Und das mit den Eingängen/Ausgängen habe ich nicht wirklich verstanden. ( Was sind denn in dieser Abbildung Eingänge/Ausgänge?

Danke im Voraus!


----------



## wladmichalkow22 (11 November 2012)

Ach und die Beschreibung dazu, falls notwendig:
Am Ende einer Verpackungsrollenbahn erhalten die Verpackungen einen Aufdruck. Die Pakete rollen über die Rollenrutsche vor die Druckeinrichtung. Nach Betätigung des Tasters S1 schiebt Zylinder 1A das Paket auf die entgegengesetzte Rollenbahn. Zylinder 2A schiebt dann das Paket auf eine Rollenrutsche zum Versand. Der Druckvorgang ist nicht Gegenstand der Aufgabe!


----------



## Matze001 (11 November 2012)

Selber denken macht Schlau. Du hast ja nun genug infos bekommen!

S1 und die ganzen B´s sind Eingänge, die M´s sind alles Ausgänge!

Grüße

Marcel


----------



## wladmichalkow22 (11 November 2012)

Ach jetzt habe ich (glaub ich) verstanden. Aber ""Die Ansteuerung der Magnetspulen der beiden 5/2 blablalbla...." sagt mir gar nix, wie soll man das verstehen?


----------



## Matze001 (11 November 2012)

mit 1M1 fährt der Zylinder 1A nach hinten, mit 1M2 vor!
mit 2M1 fährt der Zylinder 2A nach hinten, mit 2M2 vor!

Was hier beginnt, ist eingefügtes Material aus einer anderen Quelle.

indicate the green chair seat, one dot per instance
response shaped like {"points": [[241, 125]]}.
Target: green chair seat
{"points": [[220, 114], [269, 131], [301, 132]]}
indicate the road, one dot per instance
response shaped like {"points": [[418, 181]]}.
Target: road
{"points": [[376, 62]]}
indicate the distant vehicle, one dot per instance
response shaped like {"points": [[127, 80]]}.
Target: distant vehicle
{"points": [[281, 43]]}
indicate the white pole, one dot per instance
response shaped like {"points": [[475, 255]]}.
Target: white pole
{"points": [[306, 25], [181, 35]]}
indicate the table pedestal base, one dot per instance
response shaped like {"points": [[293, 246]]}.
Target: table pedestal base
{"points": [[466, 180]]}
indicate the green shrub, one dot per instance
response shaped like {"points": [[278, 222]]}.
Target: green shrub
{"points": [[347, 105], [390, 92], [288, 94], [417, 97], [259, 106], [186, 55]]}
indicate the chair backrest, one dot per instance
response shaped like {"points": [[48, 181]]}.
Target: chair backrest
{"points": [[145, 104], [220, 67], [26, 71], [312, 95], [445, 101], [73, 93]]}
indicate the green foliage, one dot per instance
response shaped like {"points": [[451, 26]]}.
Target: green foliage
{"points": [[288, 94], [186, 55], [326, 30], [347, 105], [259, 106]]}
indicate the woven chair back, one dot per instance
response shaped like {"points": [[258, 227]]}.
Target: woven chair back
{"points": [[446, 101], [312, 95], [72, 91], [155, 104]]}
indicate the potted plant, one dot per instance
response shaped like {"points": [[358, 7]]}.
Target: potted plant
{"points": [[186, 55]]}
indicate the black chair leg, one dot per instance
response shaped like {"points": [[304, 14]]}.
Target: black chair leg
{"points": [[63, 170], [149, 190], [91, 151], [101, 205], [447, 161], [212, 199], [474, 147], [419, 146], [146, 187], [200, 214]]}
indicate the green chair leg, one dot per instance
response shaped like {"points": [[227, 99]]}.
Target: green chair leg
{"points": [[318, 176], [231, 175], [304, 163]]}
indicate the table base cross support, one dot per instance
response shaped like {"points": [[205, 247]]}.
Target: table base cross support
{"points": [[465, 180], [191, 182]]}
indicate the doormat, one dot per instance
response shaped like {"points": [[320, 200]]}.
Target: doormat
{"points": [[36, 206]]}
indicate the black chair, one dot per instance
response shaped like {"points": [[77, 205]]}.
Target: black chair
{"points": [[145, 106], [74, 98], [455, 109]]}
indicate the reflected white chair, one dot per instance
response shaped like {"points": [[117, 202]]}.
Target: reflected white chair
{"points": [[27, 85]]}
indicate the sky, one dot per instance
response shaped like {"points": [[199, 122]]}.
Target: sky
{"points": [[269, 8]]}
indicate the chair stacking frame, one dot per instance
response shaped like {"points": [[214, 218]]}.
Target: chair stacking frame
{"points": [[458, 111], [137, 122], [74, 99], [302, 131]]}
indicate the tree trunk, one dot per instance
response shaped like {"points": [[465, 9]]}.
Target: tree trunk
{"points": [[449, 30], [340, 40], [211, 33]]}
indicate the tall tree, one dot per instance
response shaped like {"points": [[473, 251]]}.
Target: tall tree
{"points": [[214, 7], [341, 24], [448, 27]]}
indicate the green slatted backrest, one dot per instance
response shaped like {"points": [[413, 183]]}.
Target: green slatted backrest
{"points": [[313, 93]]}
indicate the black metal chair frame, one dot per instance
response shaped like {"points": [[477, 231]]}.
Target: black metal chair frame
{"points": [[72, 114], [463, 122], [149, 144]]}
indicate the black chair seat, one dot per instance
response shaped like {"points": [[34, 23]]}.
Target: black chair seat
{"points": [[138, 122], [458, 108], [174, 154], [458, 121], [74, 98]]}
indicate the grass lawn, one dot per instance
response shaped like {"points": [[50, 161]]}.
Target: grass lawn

Dein Ablauf sollte etwa so sein:

Man drückt den Taster S1
Zylinder 1A fährt vor
Wenn Zylinder 1A vorn ist
fährt Zylinder 2A vor
ist Zylinder 2A vorn
fährt Zylinder 2A zurück
ist er hinten fährt Zylinder 1A zurück
und das spiel kann von vorn beginnen

Das ganze ist nun ein simpler Ablauf, auch Schrittkette genannt (Als Suchbegriff für dich). 
Es gibt in diesem Ablauf noch Optmierungsmöglichkeiten, welche ich aber bewusst weg gelassen habe.
Wenn du diesen simplen Ablauf in die Logo gebracht hast, kannst du dir gern noch überlegen wie du ihn optmieren kannst.

Grüße

Marcel


----------



## KingHelmer (11 November 2012)

Ich hatte geschrieben, dass hier wahrscheinlich ein 5`2 Wegeventil eingesetzt wird.
Also befinden wir uns in der e-Pneumatik.

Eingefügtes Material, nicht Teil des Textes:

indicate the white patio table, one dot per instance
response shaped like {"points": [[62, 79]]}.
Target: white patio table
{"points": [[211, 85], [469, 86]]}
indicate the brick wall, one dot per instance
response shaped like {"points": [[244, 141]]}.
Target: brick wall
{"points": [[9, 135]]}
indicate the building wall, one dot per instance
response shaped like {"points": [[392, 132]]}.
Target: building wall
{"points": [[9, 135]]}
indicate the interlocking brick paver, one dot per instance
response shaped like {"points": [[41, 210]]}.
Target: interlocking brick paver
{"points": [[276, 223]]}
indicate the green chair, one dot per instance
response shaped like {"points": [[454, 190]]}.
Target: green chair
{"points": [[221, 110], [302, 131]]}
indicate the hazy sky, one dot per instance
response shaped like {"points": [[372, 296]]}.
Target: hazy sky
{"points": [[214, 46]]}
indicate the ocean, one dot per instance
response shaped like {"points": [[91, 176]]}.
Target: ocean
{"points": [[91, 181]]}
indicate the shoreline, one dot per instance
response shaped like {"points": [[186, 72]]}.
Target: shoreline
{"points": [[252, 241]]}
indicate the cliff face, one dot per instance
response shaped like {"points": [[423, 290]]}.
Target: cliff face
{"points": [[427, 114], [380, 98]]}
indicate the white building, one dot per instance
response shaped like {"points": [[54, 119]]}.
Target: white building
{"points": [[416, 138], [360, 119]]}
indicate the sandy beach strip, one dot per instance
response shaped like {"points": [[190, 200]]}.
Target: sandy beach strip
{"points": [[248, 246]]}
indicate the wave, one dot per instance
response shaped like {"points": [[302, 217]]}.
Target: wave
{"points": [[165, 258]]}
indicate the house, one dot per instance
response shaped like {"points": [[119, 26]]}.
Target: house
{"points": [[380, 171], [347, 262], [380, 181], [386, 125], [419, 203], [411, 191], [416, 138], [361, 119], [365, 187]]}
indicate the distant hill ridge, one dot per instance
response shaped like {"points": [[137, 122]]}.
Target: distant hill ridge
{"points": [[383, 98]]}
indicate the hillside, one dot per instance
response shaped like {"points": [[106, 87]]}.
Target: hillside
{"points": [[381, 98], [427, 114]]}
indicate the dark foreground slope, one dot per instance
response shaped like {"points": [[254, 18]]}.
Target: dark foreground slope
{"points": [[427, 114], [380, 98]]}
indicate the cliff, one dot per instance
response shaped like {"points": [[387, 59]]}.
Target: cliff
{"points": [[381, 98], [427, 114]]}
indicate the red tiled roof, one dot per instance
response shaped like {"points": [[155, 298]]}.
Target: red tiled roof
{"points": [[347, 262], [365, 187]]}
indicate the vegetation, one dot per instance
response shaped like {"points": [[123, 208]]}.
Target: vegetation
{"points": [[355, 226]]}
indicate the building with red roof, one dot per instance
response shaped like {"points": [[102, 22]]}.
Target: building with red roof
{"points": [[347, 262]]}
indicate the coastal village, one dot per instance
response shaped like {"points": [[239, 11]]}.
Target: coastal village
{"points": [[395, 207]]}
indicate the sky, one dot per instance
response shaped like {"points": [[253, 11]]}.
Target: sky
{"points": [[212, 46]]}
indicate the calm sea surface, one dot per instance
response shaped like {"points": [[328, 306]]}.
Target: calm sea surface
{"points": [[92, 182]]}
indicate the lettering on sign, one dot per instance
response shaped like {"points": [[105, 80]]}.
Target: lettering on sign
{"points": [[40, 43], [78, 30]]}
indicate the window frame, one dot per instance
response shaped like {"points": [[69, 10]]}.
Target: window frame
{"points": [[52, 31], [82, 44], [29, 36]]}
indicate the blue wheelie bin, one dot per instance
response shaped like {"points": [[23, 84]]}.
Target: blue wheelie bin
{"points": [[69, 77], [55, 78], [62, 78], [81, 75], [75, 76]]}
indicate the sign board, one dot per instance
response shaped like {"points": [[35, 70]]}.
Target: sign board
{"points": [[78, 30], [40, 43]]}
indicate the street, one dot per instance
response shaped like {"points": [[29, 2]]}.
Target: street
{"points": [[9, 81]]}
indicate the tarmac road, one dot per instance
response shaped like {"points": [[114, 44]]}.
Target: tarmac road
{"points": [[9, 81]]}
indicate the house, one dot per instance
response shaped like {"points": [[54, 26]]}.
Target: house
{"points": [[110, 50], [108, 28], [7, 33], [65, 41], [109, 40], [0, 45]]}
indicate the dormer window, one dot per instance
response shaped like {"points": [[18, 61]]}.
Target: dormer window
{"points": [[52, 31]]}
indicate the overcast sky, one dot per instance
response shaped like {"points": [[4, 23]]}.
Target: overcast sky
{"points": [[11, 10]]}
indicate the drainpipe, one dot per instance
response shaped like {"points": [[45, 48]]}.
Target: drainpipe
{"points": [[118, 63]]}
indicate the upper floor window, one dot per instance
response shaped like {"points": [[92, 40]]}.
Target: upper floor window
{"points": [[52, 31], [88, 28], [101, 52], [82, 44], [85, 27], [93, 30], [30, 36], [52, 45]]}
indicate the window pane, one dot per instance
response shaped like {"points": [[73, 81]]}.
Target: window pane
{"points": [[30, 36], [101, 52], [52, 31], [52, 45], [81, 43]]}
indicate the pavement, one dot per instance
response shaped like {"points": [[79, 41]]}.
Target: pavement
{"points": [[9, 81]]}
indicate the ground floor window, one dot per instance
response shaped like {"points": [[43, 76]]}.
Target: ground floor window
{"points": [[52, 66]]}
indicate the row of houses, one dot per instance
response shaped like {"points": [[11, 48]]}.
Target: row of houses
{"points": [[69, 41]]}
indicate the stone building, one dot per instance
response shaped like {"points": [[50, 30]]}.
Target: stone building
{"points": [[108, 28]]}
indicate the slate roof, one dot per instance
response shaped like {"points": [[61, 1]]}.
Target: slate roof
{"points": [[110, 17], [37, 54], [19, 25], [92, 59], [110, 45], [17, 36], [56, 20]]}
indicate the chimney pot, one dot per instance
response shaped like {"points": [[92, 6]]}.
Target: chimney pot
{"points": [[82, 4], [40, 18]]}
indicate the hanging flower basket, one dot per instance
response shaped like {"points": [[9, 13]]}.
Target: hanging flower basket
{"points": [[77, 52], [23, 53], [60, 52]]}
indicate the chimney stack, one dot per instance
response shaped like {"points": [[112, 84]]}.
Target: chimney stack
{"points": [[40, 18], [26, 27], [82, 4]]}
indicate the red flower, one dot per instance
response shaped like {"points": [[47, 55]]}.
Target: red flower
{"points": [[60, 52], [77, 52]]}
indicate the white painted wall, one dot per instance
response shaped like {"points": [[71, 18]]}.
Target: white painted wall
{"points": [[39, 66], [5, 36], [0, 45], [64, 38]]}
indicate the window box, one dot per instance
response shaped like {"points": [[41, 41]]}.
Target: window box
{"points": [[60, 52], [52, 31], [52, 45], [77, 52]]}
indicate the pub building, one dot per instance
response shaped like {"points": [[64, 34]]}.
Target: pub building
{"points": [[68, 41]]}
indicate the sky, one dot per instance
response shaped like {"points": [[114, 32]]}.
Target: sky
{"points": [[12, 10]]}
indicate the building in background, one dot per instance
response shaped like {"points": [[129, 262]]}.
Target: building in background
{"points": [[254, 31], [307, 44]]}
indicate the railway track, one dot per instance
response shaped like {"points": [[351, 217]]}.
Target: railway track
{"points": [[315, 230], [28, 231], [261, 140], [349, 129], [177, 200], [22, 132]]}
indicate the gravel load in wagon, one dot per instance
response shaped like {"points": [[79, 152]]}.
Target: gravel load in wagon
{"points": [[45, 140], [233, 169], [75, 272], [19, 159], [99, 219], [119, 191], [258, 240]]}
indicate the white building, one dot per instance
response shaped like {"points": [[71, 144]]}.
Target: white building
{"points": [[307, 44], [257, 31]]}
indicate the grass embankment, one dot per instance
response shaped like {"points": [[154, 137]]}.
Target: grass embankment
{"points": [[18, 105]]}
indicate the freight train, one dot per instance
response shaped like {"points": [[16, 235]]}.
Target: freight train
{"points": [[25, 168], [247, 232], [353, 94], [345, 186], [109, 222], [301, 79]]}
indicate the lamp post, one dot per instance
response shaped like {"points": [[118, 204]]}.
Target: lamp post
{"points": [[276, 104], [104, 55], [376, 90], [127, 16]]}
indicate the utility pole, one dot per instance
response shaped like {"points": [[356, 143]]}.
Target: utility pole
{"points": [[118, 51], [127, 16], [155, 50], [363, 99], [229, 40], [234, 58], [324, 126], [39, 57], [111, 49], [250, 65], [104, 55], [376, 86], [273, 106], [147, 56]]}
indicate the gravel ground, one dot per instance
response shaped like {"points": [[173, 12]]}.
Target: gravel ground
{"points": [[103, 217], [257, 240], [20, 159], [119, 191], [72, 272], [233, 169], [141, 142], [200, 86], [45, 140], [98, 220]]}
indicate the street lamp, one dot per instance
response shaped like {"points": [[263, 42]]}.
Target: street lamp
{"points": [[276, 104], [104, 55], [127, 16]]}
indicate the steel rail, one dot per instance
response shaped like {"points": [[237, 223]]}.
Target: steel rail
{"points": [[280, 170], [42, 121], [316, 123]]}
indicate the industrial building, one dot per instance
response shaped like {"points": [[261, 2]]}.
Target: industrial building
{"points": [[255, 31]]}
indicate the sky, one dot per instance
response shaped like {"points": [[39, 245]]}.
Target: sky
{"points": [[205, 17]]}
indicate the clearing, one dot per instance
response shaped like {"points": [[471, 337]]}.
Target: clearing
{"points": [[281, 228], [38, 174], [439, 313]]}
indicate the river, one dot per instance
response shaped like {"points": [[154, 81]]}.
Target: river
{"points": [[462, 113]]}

Ein 5`2 Wegeventil hat 5 Anschlüsse und 2 mögliche Stellungen der Anschlüsse.
bei betätigung eines der BEIDEN Magnetventile 1M1 oder 1M2 (Erklärung 1M1:  1- Ventil 1; M - Magnetventil; 1 - Magnetventil Nr. 1) fährt der Zylinder aus und bei Betätigung des anderen fährt dieser wieder in die Ausgangsposition!

Google nach " 5`2 Wegeventil"

Grüße


----------



## KingHelmer (11 November 2012)

Ab jetzt isses dein Fred, Matze 

Viel Glück noch, Wlad!


----------



## Matze001 (11 November 2012)

Wieso? Ich stelle hier keine Besitzansprüche :-D
Musst halt ein wenig schneller Tippen *renn*

Grüße

Marcel


----------



## wladmichalkow22 (12 November 2012)

wow super! Vielen Dank euch für die Erklärungen! Ich hab 's jetzt endlich verstanden!!! *freu*
Hat sich auf jeden Fall gelohnt sich in diesem Forum zu registrieren.


----------



## KingHelmer (12 November 2012)

Natürlich hat es das 
Hier ham die Leute auch Lust zu antworten, im Gegensatz zu anderen Foren.

Nur deshalb bin ich auch hier!

Grüße und schöne Arbeitswoche, 

Florian


----------